Es klingt erfreulich: Der Rat für deutsche Rechtschreibung hat entschieden, Genderschreibweisen nicht in das amtliche Regelwerk aufzunehmen. Mit einer Einschränkung: „zu diesem Zeitpunkt“. Das bedeutet: Die Aufnahme des Gendersterns, -unterstrichs, -doppelpunkts und so weiter in die Rechtschreibregeln ist noch lange nicht vom Tisch.

Was der Rat in seinem Bericht empfehlen wird, den er 2022 der Kultusministerkonferenz übergeben wird, ist also weiterhin unklar. Starke Gender-Lobbyisten innerhalb des Rats setzen sich für Genderschreibweisen ein, allen voran die Feministin Kathrin Kunkel-Razum, Leiterin der Dudenredaktion. Doch Henning Lobin, Direktor des Instituts für Deutsche Sprache, an dem die Geschäftsstelle des Rechtschreibrats angesiedelt ist, bleibt bewußt nebulös: keine klare Empfehlung der ideologischen Genderschreibweisen, aber auch keine Ablehnung. Am liebsten würde er den Genderstern zur typographischen Frage erklären und den Rat als nicht zuständig.
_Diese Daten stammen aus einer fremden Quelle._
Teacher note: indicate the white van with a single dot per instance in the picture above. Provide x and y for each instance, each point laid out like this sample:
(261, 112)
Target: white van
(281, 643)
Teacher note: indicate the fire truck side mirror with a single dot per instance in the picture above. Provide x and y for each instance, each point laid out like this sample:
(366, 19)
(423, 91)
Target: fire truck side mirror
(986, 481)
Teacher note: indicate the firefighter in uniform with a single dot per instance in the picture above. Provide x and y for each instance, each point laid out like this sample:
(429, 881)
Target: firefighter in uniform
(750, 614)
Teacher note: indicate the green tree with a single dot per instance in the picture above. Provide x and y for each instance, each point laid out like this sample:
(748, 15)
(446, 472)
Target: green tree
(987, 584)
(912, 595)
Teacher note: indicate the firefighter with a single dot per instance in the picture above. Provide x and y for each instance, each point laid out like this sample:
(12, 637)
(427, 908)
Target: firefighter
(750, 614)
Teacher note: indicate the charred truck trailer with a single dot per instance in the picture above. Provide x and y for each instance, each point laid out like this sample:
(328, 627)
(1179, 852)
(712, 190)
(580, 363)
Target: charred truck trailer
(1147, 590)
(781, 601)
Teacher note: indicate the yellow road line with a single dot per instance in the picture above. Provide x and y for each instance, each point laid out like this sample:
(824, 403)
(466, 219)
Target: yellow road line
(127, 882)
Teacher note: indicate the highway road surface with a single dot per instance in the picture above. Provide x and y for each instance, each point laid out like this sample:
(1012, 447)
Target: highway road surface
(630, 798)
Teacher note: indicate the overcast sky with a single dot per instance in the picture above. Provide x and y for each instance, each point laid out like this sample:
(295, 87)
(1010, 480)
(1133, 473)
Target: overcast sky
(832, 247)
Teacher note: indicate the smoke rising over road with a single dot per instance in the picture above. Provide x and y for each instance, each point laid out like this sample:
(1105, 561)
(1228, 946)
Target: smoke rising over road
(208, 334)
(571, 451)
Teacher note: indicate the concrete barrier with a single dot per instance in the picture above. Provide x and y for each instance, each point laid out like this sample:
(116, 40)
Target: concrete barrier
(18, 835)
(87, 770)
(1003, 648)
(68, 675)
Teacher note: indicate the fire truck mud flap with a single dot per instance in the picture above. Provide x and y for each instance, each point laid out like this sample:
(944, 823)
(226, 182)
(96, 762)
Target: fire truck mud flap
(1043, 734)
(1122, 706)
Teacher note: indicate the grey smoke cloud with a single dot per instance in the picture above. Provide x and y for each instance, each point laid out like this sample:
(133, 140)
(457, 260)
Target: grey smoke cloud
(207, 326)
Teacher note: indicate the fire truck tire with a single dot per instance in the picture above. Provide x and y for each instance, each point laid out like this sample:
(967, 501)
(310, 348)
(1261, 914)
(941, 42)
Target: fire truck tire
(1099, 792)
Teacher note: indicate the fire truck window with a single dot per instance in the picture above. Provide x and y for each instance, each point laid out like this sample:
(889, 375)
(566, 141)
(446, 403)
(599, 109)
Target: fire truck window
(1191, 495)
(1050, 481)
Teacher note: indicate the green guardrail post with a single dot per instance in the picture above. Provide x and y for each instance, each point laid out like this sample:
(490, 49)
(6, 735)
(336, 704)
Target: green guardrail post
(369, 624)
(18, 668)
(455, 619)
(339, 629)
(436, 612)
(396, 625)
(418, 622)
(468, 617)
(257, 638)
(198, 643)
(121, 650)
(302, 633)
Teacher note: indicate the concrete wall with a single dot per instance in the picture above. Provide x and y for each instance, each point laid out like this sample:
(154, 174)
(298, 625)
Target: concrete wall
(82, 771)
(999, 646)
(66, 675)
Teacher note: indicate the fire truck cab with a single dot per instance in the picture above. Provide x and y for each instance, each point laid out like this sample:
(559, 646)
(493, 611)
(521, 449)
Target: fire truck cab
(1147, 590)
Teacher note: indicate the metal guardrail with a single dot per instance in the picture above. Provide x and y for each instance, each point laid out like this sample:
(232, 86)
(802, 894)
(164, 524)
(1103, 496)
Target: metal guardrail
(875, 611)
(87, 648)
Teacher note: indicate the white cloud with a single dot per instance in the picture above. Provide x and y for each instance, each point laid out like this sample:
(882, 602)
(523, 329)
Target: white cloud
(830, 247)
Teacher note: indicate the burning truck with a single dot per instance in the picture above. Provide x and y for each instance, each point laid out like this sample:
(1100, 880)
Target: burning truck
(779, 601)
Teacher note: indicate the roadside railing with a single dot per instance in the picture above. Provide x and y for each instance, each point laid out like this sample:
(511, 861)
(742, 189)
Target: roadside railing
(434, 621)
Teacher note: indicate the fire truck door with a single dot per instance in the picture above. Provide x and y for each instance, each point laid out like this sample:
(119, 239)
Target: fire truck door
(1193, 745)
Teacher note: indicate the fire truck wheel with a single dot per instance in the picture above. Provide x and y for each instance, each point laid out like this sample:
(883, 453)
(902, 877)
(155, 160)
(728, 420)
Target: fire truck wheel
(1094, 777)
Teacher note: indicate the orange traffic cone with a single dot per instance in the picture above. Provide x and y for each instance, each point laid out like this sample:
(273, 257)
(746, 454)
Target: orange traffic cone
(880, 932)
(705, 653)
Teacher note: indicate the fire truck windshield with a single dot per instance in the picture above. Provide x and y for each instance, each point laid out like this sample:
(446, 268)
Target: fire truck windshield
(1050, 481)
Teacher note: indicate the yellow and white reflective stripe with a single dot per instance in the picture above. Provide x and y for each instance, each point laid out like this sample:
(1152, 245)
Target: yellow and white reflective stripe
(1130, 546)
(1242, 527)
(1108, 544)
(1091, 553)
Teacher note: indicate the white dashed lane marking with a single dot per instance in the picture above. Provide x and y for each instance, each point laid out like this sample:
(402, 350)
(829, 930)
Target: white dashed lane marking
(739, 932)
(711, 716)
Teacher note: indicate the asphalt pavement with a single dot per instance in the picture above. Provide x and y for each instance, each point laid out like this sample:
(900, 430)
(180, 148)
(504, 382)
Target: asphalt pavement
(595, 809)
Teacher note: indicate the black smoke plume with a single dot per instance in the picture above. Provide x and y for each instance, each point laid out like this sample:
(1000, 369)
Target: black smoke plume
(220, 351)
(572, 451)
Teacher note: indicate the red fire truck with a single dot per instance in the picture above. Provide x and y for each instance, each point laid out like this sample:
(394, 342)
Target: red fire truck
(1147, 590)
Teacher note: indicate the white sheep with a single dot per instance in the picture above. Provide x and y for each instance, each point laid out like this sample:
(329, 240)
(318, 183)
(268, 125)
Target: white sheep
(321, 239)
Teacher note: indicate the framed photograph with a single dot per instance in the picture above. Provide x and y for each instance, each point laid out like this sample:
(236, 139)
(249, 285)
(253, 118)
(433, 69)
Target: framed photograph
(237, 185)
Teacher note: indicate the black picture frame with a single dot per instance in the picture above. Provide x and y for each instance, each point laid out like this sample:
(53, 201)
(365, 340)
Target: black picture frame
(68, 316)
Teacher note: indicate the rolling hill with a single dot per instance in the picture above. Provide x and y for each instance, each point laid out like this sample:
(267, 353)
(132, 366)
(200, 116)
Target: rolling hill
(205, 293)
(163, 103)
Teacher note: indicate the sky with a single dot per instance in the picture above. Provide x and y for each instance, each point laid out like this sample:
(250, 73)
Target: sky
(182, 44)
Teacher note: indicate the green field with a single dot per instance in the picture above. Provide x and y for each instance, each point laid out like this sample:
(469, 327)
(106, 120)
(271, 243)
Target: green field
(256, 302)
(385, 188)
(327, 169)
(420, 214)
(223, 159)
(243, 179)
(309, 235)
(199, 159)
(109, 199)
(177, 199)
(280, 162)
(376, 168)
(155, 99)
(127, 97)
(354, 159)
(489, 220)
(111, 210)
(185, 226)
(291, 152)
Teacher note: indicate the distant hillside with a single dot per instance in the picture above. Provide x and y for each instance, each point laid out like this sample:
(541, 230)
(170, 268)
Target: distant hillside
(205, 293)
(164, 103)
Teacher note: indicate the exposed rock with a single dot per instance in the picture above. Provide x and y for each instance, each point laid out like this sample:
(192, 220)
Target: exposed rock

Unterdessen schaffen andere Fakten: So werden Studenten der Universität Kassel schlechter benotet, wenn sie ihre Texte nicht gendern. Eine klare Botschaft des Rechtschreibrats könnte hier wegweisend sein. Doch diesem fällt kurz vor Ostern nichts Besseres ein, als herumzueiern.






Thomas Paulwitz  ist Schriftleiter der Zeitung Deutsche Sprachwelt.